In August, Halak's family accused police of deliberately "destroying cameras" that included evidence of the murder, as the investigation into his killing has been hampered by the lack of video evidence, despite reports that the area where he was killed had at least 10 CCTV cameras.
The justice ministry said in a statement in October, when prosecutors recommended charges against the officer, that the wounded Halak pointed to a woman he knew and muttered something. The officer then turned to the woman and asked her in Arabic, "Where is the gun?"
She replied, "What gun?" At that point, the officer under investigation fired again at Halak.
The woman mentioned in the statement appears to be Halak's teacher, who was with him that morning. At the time of the shooting, she told an Israeli TV station she repeatedly called out to police that he was "disabled".
In the charges filed on Thursday, prosecutors described how the accused shot Halak in the stomach when he had his back against a wall in a corner, then shot him a second time in the chest while the Halak was sprawled on the ground wounded.
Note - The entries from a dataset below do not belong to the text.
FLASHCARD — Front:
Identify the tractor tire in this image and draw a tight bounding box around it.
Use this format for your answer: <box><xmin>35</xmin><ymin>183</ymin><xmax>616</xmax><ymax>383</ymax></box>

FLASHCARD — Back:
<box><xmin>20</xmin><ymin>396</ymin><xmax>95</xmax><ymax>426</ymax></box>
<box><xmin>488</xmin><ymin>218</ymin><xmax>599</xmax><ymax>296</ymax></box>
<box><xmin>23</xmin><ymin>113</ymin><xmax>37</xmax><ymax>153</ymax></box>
In cases of attacks against Israeli security forces, police often quickly release security-camera footage to the public. Palestinians and human rights groups say Israel has a poor record of prosecuting cases of police violence against Palestinians.
Ayman Odeh, head of the Joint List of Arab parties in Israel’s parliament, responded on Twitter, calling the indictment for reckless manslaughter "an infuriating and denigrating charge".
'Palestinian lives matter'
The fatal shooting became a rallying cry against police brutality in both Palestine and Israel, sparking numerous demonstrations despite coronavirus lockdowns.
Halak's shooting also garnered international solidarity, as it coincided with protests following the US police killing of George Floyd.
Palestinians have long accused Israel of carrying out superficial investigations into crimes committed by Israeli forces or settlers against Palestinians. Israelis are rarely tried for killing Palestinians, and if found guilty, typically receive lenient sentences.
Earlier on Thursday, the Palestinian health ministry said a Palestinian teenager who was shot by Israeli troops in the occupied West Bank a day earlier had died of his injuries.
Ahmad Shamsa, 15, died of a gunshot wound sustained on Wednesday. He was the fourth Palestinian killed in protests near the settlement outpost of Evyatar in the past month, as demonstrators have thrown stones at Israeli troops, who responded by firing live ammunition and tear gas.